Abstract:
Cyclic lipopeptides like surfactin, iturin, fengycine etc. are a group of natural products with a wide range of promising properties, including antibiotic and surface activity. They usually consist of a peptide ring and a lipid moiety. In times of emerging antibiotic-resistant bacteria lipopeptides could offer new structures for the solution of this problem. Furthermore, due to their surface activity they could also be used as environment friendly oil dispersant.
Cyclic lipopeptides are produced by nonribosomal-peptide synthetases (NRPS) or occasionally in combination with polyketide synthases (PKS). NRPS and PKS show a modular structure which is reflected in their genetic organization. This modular structure genetic organization could be utilized to create new derivatives of cyclic lipopeptides. Modules could be deleted, added or replaced by others to create new cyclic lipopeptides derivatives.

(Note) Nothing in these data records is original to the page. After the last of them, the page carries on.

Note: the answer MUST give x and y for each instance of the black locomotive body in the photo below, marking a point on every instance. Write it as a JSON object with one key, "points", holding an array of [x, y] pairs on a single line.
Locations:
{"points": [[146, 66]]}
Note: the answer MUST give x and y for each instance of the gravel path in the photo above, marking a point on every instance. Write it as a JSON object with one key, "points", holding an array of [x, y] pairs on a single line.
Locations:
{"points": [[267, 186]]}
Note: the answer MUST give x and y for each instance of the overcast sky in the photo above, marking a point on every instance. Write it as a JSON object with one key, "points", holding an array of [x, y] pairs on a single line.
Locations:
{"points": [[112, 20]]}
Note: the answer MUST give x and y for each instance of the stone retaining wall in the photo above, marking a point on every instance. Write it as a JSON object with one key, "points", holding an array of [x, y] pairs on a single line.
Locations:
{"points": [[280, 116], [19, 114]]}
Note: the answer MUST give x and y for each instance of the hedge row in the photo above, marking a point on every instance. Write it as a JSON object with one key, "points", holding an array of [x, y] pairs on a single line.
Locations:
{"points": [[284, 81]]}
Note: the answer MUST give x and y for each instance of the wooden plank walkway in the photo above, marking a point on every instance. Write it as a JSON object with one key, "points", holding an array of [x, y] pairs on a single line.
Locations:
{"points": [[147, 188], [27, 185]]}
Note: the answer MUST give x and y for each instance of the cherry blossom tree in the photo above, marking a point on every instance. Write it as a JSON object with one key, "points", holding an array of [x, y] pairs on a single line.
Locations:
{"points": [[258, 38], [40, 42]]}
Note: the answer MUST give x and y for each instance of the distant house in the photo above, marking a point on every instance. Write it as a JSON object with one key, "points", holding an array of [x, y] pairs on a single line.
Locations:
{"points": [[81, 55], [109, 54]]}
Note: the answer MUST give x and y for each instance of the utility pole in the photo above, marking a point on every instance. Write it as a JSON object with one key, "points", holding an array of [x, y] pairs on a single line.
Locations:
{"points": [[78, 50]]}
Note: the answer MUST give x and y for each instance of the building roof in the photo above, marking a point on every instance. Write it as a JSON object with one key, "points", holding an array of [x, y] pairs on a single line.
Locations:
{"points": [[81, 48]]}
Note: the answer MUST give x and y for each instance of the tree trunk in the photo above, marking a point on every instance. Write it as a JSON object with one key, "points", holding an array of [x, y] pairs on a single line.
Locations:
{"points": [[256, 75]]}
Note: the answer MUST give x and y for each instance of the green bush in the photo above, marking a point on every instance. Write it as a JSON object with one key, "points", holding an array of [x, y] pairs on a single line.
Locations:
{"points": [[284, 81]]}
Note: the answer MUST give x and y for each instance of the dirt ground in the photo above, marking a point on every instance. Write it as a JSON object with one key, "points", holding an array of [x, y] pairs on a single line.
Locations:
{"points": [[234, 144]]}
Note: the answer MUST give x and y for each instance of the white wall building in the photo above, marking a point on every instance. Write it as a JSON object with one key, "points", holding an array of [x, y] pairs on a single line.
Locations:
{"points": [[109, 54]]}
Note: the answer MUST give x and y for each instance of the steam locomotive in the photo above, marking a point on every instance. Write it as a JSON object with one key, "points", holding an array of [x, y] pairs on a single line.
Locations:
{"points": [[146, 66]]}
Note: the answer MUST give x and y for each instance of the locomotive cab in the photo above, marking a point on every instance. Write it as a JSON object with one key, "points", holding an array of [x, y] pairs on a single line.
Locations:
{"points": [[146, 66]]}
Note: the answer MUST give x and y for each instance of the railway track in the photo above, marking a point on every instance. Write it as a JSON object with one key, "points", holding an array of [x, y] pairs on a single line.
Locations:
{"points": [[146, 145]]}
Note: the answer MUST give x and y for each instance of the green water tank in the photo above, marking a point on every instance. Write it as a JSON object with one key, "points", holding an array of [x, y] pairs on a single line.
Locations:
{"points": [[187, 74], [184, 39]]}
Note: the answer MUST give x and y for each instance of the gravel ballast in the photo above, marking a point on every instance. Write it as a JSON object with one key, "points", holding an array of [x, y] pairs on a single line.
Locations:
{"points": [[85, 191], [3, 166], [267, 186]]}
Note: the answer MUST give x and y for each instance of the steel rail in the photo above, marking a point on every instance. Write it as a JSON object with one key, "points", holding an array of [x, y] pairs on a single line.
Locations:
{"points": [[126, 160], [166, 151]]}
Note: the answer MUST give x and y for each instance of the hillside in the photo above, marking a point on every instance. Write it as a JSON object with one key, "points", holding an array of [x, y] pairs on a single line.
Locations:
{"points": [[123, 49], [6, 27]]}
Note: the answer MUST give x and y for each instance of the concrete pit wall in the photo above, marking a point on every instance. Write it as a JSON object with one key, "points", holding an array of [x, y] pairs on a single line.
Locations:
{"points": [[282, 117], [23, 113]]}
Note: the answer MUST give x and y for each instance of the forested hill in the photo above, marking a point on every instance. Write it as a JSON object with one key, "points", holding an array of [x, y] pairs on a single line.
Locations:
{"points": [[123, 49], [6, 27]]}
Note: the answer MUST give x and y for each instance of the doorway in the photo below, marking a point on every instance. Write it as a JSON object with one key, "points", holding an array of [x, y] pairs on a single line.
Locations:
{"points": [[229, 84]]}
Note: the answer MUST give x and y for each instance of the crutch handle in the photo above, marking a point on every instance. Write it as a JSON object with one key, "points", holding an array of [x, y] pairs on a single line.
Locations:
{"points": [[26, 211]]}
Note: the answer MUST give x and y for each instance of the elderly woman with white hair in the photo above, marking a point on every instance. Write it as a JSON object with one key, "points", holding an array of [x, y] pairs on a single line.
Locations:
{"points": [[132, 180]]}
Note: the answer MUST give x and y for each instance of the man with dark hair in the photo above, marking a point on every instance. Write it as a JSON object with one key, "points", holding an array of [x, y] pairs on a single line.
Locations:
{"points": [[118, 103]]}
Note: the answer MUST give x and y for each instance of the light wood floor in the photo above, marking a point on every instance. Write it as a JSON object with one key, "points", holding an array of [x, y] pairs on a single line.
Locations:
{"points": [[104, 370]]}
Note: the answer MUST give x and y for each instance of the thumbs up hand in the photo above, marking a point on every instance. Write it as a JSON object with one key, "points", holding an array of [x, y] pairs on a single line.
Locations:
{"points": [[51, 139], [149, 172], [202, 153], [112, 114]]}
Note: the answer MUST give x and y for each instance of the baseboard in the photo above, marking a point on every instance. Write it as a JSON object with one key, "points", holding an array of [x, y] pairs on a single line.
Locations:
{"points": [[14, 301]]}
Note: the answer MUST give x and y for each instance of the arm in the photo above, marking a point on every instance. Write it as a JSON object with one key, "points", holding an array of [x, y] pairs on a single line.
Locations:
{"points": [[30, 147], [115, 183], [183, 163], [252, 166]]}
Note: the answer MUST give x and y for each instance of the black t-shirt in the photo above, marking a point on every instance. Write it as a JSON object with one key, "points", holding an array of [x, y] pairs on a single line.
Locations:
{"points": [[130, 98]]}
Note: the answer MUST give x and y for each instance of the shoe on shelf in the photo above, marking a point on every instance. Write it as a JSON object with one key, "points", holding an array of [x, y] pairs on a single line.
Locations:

We are using the surfactin NRPS in Bacillus subtilis 168 to create novel surfactin derivatives. The peptide ring of surfactin consists of seven amino acids and its lipid chain ranges in size from C12 to C16. Our focus was put on the modification of the peptidic portion. The amino acid composition and order of surfactin is glutamic acid, leucine, D-leucine, valine, aspartic acid, D-leucine and followed by leucine. In our work we aimed at the modification of the stereochemistry of surfactin, the charged amino acid at position five, the leucine at position seven, the lactam ring formation and the creation of novel lipopeptides utilizing COM-domains. The charged amino acids should be deleted or replaced to increase the surfactin stability in sea water. The stereochemistry of surfactin was modified by introducing an E-domain in module 5 and by deleting the E-domain in module 6. The charged amino acid at position 5 was removed by using three different approaches and resulted in the production of [ΔAsp5]surfactin and [ΔAsp5ΔLeu7]surfactin derivatives. Leucin at position seven was removed in three different ways and unveiled different mechanisms of how [ΔLeu7]surfactin derivatives could be formed. The production of lactamo-surfactin was not achieved, but we were able to determine factors that could contribute to the success of this project in future. A further way to generate novel lipopeptides could be the utilization of COM-domains in order to create new cross communications between different NRPS subunits. We were not able to introduce cross communication between the surfactin and the fengycin gene cluster. However, based on the results of this study we developed an optimized concept to achieve this in future.